Mengenal Karakter Budaya Masyarakat Ponorogo
Sebagai kota yang terletak di ujung barat wilayah Jawa Timur dan wilayah yang paling dekat dengan kota Solo dan Yogyakarta dengan ciri khas budaya Mataraman, Ponorogo menjadi unik karena tidak termasuk kota yang terpengaruh budaya Mataraman secara mutlak. Sementara secara geografis keberadaan kota ini di tanah Jawa Timur dengan budaya keraton Majapahit yang dominan, tetapi juga tidak mempengaruhi karakter budaya Ponorogo secara mutlak. Dengan demikian, kota Ponorogo nampaknya cukup kuat dengan karakternya sendiri, yakni karakter Ponoragan, sekalipun warna Mataraman dan Majapahit juga tetap terlihat dalam ekspresi budayanya. 

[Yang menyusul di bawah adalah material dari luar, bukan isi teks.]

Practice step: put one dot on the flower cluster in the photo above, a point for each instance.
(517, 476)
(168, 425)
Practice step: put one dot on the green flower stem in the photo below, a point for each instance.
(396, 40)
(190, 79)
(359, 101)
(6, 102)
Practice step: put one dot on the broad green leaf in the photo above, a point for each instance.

Di Ponorogo terdapat kerabat kerajaan yang menurut berbagai sumber tutur diangkat sebagai menantu kerajaan, yakni Hasan Besari. Di kemudian hari Hasan Besari menjadi tokoh penting berdirinya pondok pesantren Tegalsari Jetis Ponorogo.  Beliau menurunkan keturunan ningrat yang tersebar di berbagai wilayah di Ponorogo, misalnya di Coper Jetis (Raden Supandi), di Kradenan Jetis, di Tegalsari sendiri, dan lainnya. Seperti yang terjadi di lingkungan budaya keraton, pelapisan sosial ini juga berdampak terhadap pola hubungan antara masyarakat biasa dengan kaum ningrat. Mereka dari golongan rendah (rakyat) akan menghormati kepada golongan yang ada di atasnya. Sikap hormat bisa dinyatakan melalui tutur kata pada waktu berbicara atau bertemu.
Aliran kepercayaan yang juga dibawa dari lingkungan keraton ke Ponorogo yang paling berkembang pesat adalah Purwa Ayu Mardhi Utama (PAMU). Para warok sepuh kebanyakan memeluk aliran kepercayaan ini. PAMU ini memiliki cukup banyak pengikut, terutama dari kalangan masyarakat pedesaan. Secara rutin mereka menggelar pertemuan dan sekaligus ritual bersama setiap malam bulan purnama dengan melantunkan tembang semacam macapat. Dalam prosesi Grebeg Suro, PAMU juga mengambil peran yang cukup strategis, yakni melakukan kegiatan ritual macapat pada malam hari menjelang 1 Muharram di Pendapa Kecamatan Ngebel Ponorogo yang secara resmi menjadi bagian dari kegiatan grebeg. Sekalipun demikian, PAMU belum mampu mengembangkan ajarannya kepada masyarakat luas, mengingat mayoritas masyarakat Ponorogo adalah beragama Islam, sekalipun sebagian besar diantara Muslim sendiri tergolong Muslim yang belum taat. Artinya, pengaruh budaya keraton pada aspek kepercayaan tidak begitu besar. 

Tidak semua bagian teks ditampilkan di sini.